As a friend of Junior Seau, Lorenzo Neal said that when he learned of Seau’s death today, his reaction was, “We lost a great man.” But as a player who had a lengthy career before recently retiring, Neal had another reaction to the news that Seau’s death was an apparent suicide: Neal understands the pressures that Seau was under.
Neal said in an interview on NBC Sports Talk that Seau wanted badly to please everyone, and he could always do that by playing football well, which came naturally to him. But it was harder for Seau to continue to make a difference when football was over.
“I know Junior — I know the man,” Neal said. “People think, ‘These guys are grown men playing a kid’s game, getting a king’s ransom.’ They don’t understand sometimes the pressure. You’ve got to realize, you walk out on the field, there’s thousands of people watching you in the stands. There’s millions of people watching you at home. And you’re revered as a gladiator. And even if you’re still doing things after football, after your career, there’s no stage like that football field.”

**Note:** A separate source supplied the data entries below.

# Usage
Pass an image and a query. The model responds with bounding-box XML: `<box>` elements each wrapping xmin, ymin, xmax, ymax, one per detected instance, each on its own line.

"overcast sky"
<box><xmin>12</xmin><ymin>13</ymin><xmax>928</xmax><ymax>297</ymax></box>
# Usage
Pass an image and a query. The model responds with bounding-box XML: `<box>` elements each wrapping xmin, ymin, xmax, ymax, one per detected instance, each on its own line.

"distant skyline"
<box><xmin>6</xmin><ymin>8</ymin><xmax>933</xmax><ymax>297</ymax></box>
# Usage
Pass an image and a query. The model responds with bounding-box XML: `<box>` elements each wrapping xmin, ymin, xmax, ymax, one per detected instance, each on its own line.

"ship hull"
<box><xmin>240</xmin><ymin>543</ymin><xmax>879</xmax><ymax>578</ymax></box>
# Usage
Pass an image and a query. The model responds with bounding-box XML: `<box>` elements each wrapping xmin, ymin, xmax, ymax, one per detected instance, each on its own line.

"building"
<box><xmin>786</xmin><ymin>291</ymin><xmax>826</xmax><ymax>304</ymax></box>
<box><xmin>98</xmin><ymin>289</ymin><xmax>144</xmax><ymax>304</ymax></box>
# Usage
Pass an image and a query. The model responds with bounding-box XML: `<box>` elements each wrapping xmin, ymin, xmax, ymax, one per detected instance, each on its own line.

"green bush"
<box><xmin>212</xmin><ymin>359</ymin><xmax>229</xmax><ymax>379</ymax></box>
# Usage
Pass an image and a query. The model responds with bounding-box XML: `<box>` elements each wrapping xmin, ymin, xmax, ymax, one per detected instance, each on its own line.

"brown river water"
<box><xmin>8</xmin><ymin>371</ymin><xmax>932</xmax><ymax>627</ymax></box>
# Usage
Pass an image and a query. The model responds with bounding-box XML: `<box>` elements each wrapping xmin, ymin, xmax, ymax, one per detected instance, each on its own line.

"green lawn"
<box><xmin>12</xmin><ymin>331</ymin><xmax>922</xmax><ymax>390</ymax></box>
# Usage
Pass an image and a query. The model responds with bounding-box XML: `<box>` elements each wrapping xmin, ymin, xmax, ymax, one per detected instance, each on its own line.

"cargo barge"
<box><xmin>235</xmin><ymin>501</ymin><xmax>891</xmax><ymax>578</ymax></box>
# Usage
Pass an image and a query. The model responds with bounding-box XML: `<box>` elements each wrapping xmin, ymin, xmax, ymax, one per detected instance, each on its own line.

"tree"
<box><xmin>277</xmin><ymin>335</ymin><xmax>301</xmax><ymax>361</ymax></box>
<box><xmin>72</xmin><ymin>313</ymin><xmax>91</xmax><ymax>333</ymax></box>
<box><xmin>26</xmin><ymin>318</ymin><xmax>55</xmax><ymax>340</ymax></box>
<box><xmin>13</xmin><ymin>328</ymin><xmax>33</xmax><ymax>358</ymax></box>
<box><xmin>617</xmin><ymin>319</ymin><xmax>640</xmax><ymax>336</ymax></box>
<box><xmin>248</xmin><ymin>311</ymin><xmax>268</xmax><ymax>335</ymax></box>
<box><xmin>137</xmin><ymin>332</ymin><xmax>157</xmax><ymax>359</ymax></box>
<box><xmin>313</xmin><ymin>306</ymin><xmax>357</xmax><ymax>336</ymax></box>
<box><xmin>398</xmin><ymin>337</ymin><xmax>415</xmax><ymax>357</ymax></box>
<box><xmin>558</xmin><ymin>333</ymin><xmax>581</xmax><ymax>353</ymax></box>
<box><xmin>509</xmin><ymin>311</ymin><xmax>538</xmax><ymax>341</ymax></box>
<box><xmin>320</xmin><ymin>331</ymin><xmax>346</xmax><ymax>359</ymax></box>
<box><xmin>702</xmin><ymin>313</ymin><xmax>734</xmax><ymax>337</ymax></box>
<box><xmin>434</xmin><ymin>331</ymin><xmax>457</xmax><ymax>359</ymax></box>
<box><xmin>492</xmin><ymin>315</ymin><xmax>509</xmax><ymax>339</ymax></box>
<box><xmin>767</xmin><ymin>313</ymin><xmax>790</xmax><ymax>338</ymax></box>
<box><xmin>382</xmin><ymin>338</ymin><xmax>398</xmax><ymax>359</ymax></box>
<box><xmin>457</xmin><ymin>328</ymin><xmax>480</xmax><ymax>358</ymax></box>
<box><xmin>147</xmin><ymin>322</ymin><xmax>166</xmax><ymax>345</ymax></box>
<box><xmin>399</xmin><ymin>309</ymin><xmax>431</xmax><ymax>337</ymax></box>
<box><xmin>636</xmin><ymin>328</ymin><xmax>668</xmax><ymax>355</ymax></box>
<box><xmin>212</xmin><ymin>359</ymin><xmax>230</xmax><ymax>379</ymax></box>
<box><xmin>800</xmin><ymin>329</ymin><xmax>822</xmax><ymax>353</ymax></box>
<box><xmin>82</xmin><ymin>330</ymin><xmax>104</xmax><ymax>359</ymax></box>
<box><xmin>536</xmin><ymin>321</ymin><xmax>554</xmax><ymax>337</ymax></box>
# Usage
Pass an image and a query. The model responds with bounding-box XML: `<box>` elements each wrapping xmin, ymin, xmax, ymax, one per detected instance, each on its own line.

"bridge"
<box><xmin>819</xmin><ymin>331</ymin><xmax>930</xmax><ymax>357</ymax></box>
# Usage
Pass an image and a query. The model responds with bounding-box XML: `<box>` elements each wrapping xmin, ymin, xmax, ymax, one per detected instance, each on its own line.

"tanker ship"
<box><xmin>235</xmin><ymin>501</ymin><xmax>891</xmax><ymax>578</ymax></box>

Neal played 17 years in the NFL and retired after the 2008 season, and he said he can understand why it was so difficult for Seau, who played 20 years and retired after the 2009 season, to adjust to live after football.
“When you’re out, it’s not the crash that kills you, it’s the sudden stop,” Neal said. “The first year was tough. You watch the game that you’ve been part of for so long . . . and it’s gone. . . . You’ve been put on a pedestal, and it’s taken from you, your time has expired — your shelf life. And people don’t understand.”